Poly Styrene bought her clothes from anywhere and everywhere, and it looked that way, for most of her ensembles presented as a charity shop rail in motion. But as some of her lyrics recount, “I’m a poseur and I don’t care, I like to make people stare”. And make them stare she did, with a Day-Glo wardrobe worn with military jackets and hats perched on top of her unrelaxed afro, dental braces (that were as much an aesthetic choice as a practical one) flashing silver with every cavernous pronunciation into the microphone. By presenting herself in opposition to the sexualised image of other front-women, exemplified in the likes Debbie Harry and Joan Jett, Styrene stood apart with her unconventionality in the British punk movement. There was, however, one particular outfit that the late singer said she wished she had never worn in hindsight: “a blue foam dress with an army helmet, which I wore to perform at the Brixton Academy in 1991. I looked like the world’s biggest hot water bottle, a giant oblong with protruding limbs. It had little planets all over and was meant to replicate something I wore at the Roxy in 1978. It didn’t work,” she said. We’d beg to differ.
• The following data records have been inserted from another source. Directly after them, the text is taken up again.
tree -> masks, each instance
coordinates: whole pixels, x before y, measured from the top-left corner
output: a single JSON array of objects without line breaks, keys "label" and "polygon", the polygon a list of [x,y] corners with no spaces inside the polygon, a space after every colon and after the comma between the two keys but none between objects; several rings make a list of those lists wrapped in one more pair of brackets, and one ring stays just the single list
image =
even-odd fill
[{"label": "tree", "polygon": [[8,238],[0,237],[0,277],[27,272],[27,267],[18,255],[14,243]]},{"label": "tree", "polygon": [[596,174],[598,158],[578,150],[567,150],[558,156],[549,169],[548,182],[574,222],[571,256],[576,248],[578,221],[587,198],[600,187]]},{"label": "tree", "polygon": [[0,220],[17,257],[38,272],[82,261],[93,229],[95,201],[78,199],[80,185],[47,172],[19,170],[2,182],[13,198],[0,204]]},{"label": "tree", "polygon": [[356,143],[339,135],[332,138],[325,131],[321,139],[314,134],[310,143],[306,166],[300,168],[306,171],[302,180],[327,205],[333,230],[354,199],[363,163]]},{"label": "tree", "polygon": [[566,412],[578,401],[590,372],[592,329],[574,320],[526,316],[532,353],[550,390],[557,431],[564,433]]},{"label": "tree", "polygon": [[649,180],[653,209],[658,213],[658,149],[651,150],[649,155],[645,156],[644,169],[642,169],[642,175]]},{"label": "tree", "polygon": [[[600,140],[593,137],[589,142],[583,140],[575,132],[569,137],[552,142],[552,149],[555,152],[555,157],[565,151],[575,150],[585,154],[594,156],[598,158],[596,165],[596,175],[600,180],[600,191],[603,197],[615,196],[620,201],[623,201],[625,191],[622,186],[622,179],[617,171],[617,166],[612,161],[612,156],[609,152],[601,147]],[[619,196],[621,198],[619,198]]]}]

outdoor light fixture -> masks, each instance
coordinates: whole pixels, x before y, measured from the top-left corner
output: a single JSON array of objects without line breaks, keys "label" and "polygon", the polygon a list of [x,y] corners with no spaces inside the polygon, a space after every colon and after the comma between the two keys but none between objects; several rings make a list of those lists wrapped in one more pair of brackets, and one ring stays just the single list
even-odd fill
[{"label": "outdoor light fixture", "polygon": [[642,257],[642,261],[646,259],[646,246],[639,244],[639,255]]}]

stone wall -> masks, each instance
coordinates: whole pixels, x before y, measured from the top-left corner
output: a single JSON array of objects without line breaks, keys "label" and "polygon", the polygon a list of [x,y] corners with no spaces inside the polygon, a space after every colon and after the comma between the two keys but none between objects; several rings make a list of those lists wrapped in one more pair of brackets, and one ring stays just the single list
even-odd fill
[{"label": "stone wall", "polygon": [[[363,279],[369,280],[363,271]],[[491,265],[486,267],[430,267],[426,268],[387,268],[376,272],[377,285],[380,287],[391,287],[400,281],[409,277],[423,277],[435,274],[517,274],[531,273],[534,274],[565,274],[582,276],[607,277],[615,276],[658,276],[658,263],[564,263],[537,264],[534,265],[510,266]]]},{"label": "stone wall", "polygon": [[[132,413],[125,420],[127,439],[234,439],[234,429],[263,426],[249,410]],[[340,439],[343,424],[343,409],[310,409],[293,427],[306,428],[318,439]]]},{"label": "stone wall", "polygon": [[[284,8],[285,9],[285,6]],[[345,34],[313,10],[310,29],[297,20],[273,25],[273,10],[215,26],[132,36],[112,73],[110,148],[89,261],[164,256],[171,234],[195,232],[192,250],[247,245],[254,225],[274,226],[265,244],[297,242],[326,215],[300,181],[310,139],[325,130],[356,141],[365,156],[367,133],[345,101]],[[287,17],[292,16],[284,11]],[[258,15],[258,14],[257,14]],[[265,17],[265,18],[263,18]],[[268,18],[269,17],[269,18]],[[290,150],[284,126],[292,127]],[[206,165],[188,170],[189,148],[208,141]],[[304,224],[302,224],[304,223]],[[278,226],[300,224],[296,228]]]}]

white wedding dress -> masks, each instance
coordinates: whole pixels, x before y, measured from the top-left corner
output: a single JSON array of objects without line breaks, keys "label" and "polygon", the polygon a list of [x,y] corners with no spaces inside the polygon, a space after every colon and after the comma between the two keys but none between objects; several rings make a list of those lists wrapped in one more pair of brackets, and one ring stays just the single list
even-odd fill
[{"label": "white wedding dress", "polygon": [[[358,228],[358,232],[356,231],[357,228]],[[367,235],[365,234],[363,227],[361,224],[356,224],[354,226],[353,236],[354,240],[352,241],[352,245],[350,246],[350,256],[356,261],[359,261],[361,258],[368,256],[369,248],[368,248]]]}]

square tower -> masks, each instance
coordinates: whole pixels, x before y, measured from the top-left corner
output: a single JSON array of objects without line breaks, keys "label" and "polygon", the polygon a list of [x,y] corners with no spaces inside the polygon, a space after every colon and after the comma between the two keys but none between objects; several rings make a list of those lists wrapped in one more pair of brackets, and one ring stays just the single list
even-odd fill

“I was never happy at school. Playground politics always disturbed my concentration and I wasn’t particularly good with authority,” Elliott-Said said of her early teenage years. “Mum taught me to type and I soon realised that it would be either school or the office. Neither option filled me with much enthusiasm.” But then in 1976, at 19 years old, she saw The Sex Pistols perform on Hastings Pier for the first time. It would be a moment that changed her life forever. Soon afterwards, her alter ego Poly Styrene was born – she selected her new title because it represented “a lightweight disposable product”. She placed an advert in the NME and Melody Maker calling for “YOUNG PUNX WHO WANT TO STICK IT TOGTHER” and penned the X-Ray Spex hit Oh Bondage Up Yours! shortly after the band formed. The hit song, a pre-cursor to the band’s seminal debut album Germfree Adolescents, became a rallying feminist anthem in the midst of a male-dominated musical field – and remains one to this day.
She’s an AnOther Woman Because…
A self-described rebel, Billy Bragg once quipped that Poly Styrene’s lyrics were a “slap in the face” to male punk bands and rock journalists. But such resilience never came easy for the singer; she encountered a great deal of racism and misogyny throughout her life, and also suffered with deeply affecting chronic mental health issues. Her influence has reverberated throughout music, fashion and feminism, from the Riot Grrrl movement of the 1990s to her ongoing status as a symbol of non-conformity in queer spaces. “She could write this incredibly prophetic stuff and understand the world in a way I don’t think most of her contemporaries could,” said her daughter Celeste after her mother passed away. “I am truly proud of her work.”